Biogen (NASDAQ:BIIB) advanced more than 5% on news that Roche's Alzheimer's drug candidate failed to show evidence of slowing dementia progression in two drug trials.
Tech, meanwhile, was mostly lower, pressured by a more than 1% decline in Microsoft (NASDAQ:MSFT). Meta Platforms Inc (NASDAQ:META) bucked the trend, however, rising more than 1%.
A more than 3% rally in Advanced Micro Devices (NASDAQ:AMD) boosted chip stocks after receiving an upgrade from Baird and UBS.
UBS upgraded AMD to outperform from neutral and lifted its price target on the stock to $95 from $75, on expectations that demand for chips is set to resume as the glut in chip inventories is nearing a peak.

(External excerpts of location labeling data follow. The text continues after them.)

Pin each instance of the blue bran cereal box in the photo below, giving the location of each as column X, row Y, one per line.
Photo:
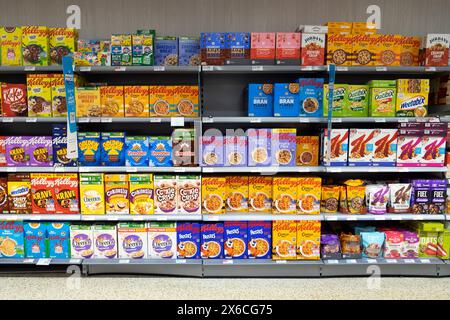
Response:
column 235, row 241
column 283, row 147
column 11, row 239
column 188, row 240
column 113, row 149
column 136, row 151
column 58, row 234
column 35, row 239
column 160, row 154
column 286, row 100
column 260, row 100
column 311, row 97
column 89, row 149
column 259, row 147
column 259, row 239
column 212, row 235
column 60, row 158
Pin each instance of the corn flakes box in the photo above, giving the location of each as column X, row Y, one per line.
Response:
column 162, row 240
column 259, row 239
column 35, row 46
column 136, row 101
column 92, row 193
column 284, row 240
column 188, row 240
column 141, row 194
column 11, row 46
column 308, row 240
column 11, row 239
column 260, row 194
column 284, row 193
column 213, row 195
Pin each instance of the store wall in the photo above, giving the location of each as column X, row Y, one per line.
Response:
column 100, row 18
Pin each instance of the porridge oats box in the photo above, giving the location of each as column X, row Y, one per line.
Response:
column 133, row 241
column 105, row 241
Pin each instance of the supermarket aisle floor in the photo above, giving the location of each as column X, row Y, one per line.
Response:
column 133, row 287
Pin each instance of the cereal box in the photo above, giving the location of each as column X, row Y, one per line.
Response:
column 284, row 240
column 213, row 195
column 136, row 100
column 10, row 46
column 133, row 241
column 259, row 239
column 235, row 240
column 14, row 100
column 162, row 240
column 42, row 193
column 188, row 240
column 260, row 100
column 11, row 239
column 89, row 149
column 58, row 235
column 166, row 51
column 39, row 92
column 35, row 235
column 66, row 193
column 35, row 46
column 212, row 235
column 105, row 241
column 284, row 195
column 308, row 240
column 136, row 151
column 188, row 194
column 141, row 194
column 92, row 193
column 81, row 241
column 117, row 194
column 260, row 194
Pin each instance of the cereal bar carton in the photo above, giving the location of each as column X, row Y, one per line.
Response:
column 35, row 46
column 11, row 46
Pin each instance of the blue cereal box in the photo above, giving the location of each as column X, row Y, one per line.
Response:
column 113, row 149
column 60, row 147
column 160, row 152
column 235, row 242
column 136, row 151
column 188, row 240
column 311, row 97
column 212, row 241
column 35, row 239
column 286, row 100
column 89, row 149
column 260, row 100
column 11, row 239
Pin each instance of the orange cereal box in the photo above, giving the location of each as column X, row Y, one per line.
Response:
column 260, row 194
column 236, row 194
column 284, row 193
column 136, row 101
column 284, row 240
column 213, row 195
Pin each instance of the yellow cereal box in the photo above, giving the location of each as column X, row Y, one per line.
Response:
column 284, row 193
column 92, row 193
column 11, row 46
column 213, row 195
column 309, row 195
column 112, row 101
column 141, row 194
column 260, row 194
column 136, row 101
column 308, row 240
column 39, row 95
column 284, row 240
column 236, row 194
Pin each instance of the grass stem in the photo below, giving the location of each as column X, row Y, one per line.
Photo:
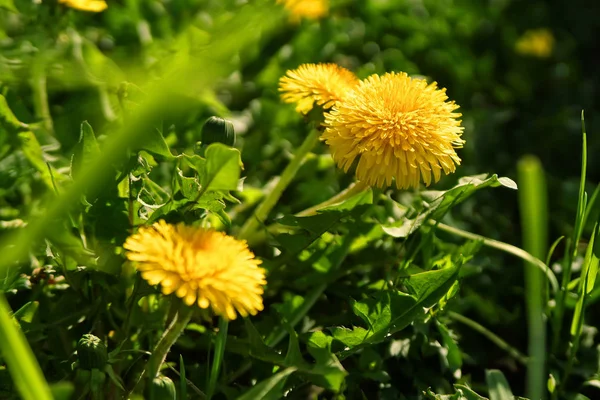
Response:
column 534, row 223
column 264, row 208
column 218, row 357
column 497, row 340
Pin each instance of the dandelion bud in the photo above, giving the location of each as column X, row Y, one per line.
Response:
column 218, row 130
column 91, row 353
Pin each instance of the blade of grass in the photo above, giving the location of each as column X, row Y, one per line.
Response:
column 182, row 379
column 498, row 385
column 534, row 224
column 508, row 248
column 491, row 336
column 262, row 211
column 571, row 249
column 218, row 357
column 21, row 362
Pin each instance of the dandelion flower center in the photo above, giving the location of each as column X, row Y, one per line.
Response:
column 398, row 128
column 200, row 266
column 312, row 9
column 323, row 84
column 86, row 5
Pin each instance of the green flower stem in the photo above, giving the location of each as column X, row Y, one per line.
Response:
column 350, row 191
column 265, row 207
column 571, row 247
column 534, row 223
column 354, row 188
column 40, row 95
column 167, row 340
column 497, row 340
column 508, row 248
column 218, row 357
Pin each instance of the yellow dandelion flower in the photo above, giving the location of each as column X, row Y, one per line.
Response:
column 86, row 5
column 398, row 128
column 324, row 84
column 312, row 9
column 537, row 43
column 200, row 266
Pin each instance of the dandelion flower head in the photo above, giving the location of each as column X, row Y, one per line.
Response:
column 537, row 43
column 201, row 266
column 86, row 5
column 311, row 9
column 323, row 84
column 399, row 128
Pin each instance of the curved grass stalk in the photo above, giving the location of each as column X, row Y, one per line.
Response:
column 508, row 248
column 264, row 208
column 497, row 340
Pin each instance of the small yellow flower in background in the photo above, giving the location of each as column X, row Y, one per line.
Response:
column 86, row 5
column 200, row 266
column 324, row 84
column 537, row 43
column 312, row 9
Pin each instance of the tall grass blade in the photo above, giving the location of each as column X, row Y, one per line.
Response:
column 21, row 362
column 534, row 222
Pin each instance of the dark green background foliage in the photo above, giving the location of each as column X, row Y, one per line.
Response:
column 100, row 132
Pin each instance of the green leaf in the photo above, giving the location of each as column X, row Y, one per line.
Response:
column 439, row 202
column 453, row 355
column 390, row 311
column 270, row 388
column 8, row 120
column 33, row 152
column 62, row 390
column 222, row 168
column 19, row 358
column 314, row 226
column 27, row 312
column 327, row 372
column 468, row 393
column 87, row 149
column 8, row 5
column 293, row 356
column 498, row 385
column 182, row 379
column 154, row 142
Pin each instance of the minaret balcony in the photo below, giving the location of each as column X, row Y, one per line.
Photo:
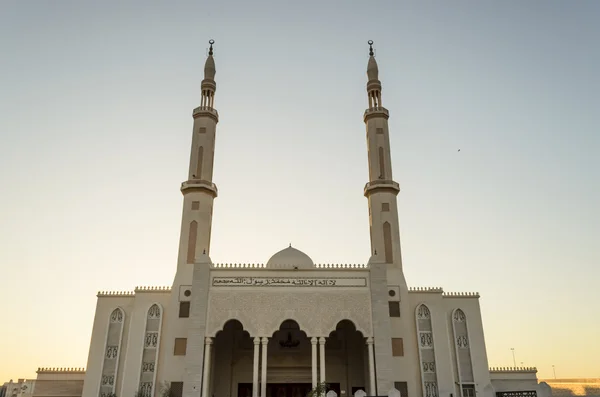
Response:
column 376, row 112
column 381, row 185
column 206, row 111
column 196, row 185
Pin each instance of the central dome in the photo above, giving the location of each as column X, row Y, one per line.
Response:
column 290, row 258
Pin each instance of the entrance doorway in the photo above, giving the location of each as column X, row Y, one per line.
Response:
column 288, row 389
column 284, row 389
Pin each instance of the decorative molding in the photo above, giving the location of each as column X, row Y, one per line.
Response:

Amazon.com (NASDAQ:AMZN) slipped more than 1% as the e-commerce giant reportedly plans to lay off about 10,000 employees as soon as this week.
Energy stocks shrugged off a slump in oil prices after OPEC cut its estimate on global oil demand amid a weaker global economic backdrop.
Valero Energy Corporation (NYSE:VLO), Pioneer Natural Resources Co (NYSE:PXD) and Chevron Corp (NYSE:CVX) led the gains in the sector.
On the earnings front, oat-based drinks maker Oatly (NASDAQ:OTLY) reported a larger-than-expected quarterly loss as revenue fell short of Wall Street estimates, sending its shares more than 10% lower.
In cryptocurrency-related news, Binance, the world's largest exchange by trading volume, said it would launch a recovery fund to cash-strapped crypto companies starved of liquidity in the wake of the collapse of FTX.